By: Matthew RJ Brodsky

Israel's Haaretz newspaper reported today that Israel and Syria have officially confirmed indirect peace talks.
 
Ehud Olmert's decision to engage with Syria while the rest of the Arab world has them isolated, is questionable.  It is bad for Israel and Lebanon.  In fact, only Syria will gain by the process and the peace that will again prove elusive.
 
Haaretz reports that Syria's foreign minister, Walid Muallim said on Wednesday that "in advance of the negotiations, Israel promised to withdraw from the Golan Heights, to the borders drawn before the Six-Day War of 1967."
  • If Israel agreed to withdraw to the international border from 1923 - which is the border from before 1967, that would be one thing. If Israel agreed to the border of 1967, then that is different.  The 1967 line is not a border - it was a situation at the time the war began.  The line exists on no map and during the 1990s it required demarcation groups to define it.  Syria does not see it the way Israel does and in 2000, they demanded access to the Sea of Galilee/Lake Tiberias.  There is no reason to believe the case is different now.  If Israel agreed to this upfront, they have no other card in their hand.
  • All the available evidence suggests that Syria does not want peace with Israel.  They need the conflict to retain the status quo and maintain the Asad regime.
  • Just like the 1990s, the process is what Syria wants; not the peace. Today, the process will prevent the international community from prosecuting the regime over the assassination of Lebanon's Rafiq al-Hariri and the dozens of other politicians and journalists they've killed in Lebanon who don't tow the Damascus line.
  • Haaretz reports that a high-ranking Israeli official familiar with the two country's relations said "It will be a very long process.
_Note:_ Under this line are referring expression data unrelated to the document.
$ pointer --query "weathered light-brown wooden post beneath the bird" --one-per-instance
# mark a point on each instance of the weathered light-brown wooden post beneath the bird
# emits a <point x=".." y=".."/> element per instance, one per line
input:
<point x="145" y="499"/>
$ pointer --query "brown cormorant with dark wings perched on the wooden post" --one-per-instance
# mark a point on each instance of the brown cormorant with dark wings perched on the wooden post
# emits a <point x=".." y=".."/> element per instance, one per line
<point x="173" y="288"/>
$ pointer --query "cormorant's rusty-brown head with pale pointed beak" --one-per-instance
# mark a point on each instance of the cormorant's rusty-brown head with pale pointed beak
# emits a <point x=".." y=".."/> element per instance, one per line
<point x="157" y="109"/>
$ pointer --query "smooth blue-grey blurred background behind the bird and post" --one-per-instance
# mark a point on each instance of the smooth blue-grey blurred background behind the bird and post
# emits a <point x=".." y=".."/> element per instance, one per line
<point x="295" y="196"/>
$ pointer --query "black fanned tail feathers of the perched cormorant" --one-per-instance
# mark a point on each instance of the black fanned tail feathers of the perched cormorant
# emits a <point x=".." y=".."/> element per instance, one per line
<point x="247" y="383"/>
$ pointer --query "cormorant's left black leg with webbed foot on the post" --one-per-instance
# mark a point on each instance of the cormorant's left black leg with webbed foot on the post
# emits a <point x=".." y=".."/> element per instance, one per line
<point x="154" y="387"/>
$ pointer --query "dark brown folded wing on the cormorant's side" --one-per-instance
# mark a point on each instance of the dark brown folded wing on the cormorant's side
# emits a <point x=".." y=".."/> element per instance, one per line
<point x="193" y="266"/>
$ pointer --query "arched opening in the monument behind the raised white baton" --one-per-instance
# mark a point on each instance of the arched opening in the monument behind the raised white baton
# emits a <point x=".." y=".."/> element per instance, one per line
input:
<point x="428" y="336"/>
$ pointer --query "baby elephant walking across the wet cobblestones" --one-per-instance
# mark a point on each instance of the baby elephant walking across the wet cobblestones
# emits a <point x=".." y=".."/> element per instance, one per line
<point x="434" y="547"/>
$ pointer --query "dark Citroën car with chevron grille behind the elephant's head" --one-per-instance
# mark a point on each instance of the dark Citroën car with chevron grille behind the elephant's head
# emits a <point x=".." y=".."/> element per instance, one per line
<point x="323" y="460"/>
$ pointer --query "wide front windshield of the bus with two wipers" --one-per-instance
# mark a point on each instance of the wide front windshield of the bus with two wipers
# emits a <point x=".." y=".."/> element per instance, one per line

The direct talks themselves have not yet started."  There is no reason for there to be a long process.  NOTHING WAS ACHEIVED FOR 10 YEARS OF PROCESS FROM MADRID TO GENEVA.  If Syria decided they want peace, then the process would take months, not years.
  • If Bashar al-Asad wants peace, then he should act like it:  Speak directly to Olmert; hop on a plane to Jerusalem and address the Knesset, stop supplying Hizballah with rockets to fight their proxy war; change the tone in your capital and in your state-run newspapers.  These are not the byproducts of peace; they should be the preconditions if the process is even worth having.  Why should Israel reward Syria for doing things that are in their interest to begin with?
  • The Syrian Arab News Agency (SANA) reports: "It is noteworthy to say that President Bashar al-Assad told Qatari daily alWattan recently that the Turkish mediation which continued from April last year until April this year was led by Erdogan."  The process (no peace necessary) will improve Syrian-Turkish relations.  Their relations have historically been strained - they almost went to war in 1996 and again in 1998 over Syria's support of PKK terrorism against Turkey.
  • SANA also reports: "The president [Asad] indicated that the talks will be indirect  through the Turkish mediation which will convey the basic data for finding a common ground which will be the basis for initiating direct negotiations later."  This is a long drawn out process and it is needless.
  • What pointless gift should the West give to Syria for them pretending to want peace?  Should they drop the Hariri murder investigation? Sell Lebanon back into Syrian slavery? Ignore Syria's human rights violations? Ignore their role in terrorism?
Syria should remain isolated because of their behavior - not rewarded.  Israel is making a big mistake and Bashar al-Asad is making a fool of the world - again.
 
 

why now

why did they start the negotiations now, and why did they start them in secret, waiting unitl now to announce them?